There were 1,158 households, out of which 25.1% had children under the age of 18 living with them, 51.3% were married couples living together, 6.9% had a female householder with no husband present, and 38.1% were non-families. 30.1% of all households were made up of individuals, and 13.0% had someone living alone who was 65 years of age or older. The average household size was 2.33 and the average family size was 2.92.

In the CDP, the population was spread out, with 21.3% under the age of 18, 4.4% from 18 to 24, 27.3% from 25 to 44, 27.2% from 45 to 64, and 19.8% who were 65 years of age or older. The median age was 44 years. For every 100 females, there were 96.8 males. For every 100 females age 18 and over, there were 93.5 males.

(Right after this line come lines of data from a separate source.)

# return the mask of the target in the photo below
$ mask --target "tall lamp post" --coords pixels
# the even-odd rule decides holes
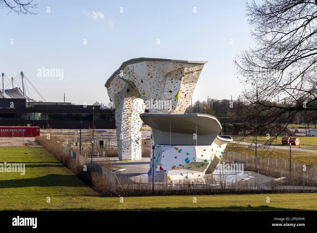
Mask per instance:
[[[80,121],[79,124],[80,125],[80,134],[79,136],[80,138],[79,141],[79,154],[81,155],[81,123],[82,121],[81,120],[81,109],[82,108],[80,107]],[[77,144],[78,145],[78,144]]]
[[[292,158],[292,143],[289,143],[289,178],[291,177],[291,159]]]
[[[152,147],[152,149],[153,150],[153,155],[152,157],[152,160],[153,161],[153,165],[152,165],[153,169],[152,169],[152,195],[154,195],[154,150],[155,149],[155,146],[153,146]],[[165,174],[164,174],[164,175]]]
[[[95,142],[94,138],[94,109],[95,109],[95,107],[93,107],[93,139],[91,140],[92,142],[93,142],[93,143],[91,143],[91,161],[93,161],[93,153],[94,153],[94,144]]]
[[[256,169],[257,165],[257,159],[256,152],[257,150],[257,118],[256,116]]]

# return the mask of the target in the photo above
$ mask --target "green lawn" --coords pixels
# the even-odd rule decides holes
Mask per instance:
[[[274,141],[272,142],[272,145],[283,145],[282,144],[281,140],[282,137],[277,137]],[[305,147],[307,149],[317,150],[317,137],[296,137],[294,136],[291,137],[298,137],[299,138],[300,145],[301,148]],[[267,140],[266,137],[264,136],[258,136],[257,142],[259,144],[264,144]],[[252,142],[255,139],[253,137],[249,137],[244,138],[244,140],[242,141],[246,142]],[[285,146],[288,146],[288,145],[285,145]],[[292,146],[296,148],[298,148],[299,146]]]
[[[99,197],[42,147],[1,147],[5,161],[25,163],[26,172],[0,173],[0,210],[317,210],[317,193],[197,196],[196,203],[191,196],[125,197],[122,203]]]
[[[229,144],[228,143],[228,145]],[[255,155],[255,150],[243,146],[227,146],[225,151],[235,153],[241,153],[245,154]],[[262,156],[280,160],[289,161],[289,151],[286,150],[263,149],[258,148],[257,154],[258,156]],[[317,165],[317,153],[292,151],[292,161],[305,164]]]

The median income for a household in the CDP was $54,176, and the median income for a family was $66,667. Males had a median income of $53,788 versus $34,167 for females. The per capita income for the CDP was $31,956. About 2.8% of families and 3.9% of the population were below the poverty line, including 5.2% of those under age 18 and 1.9% of those age 65 or over.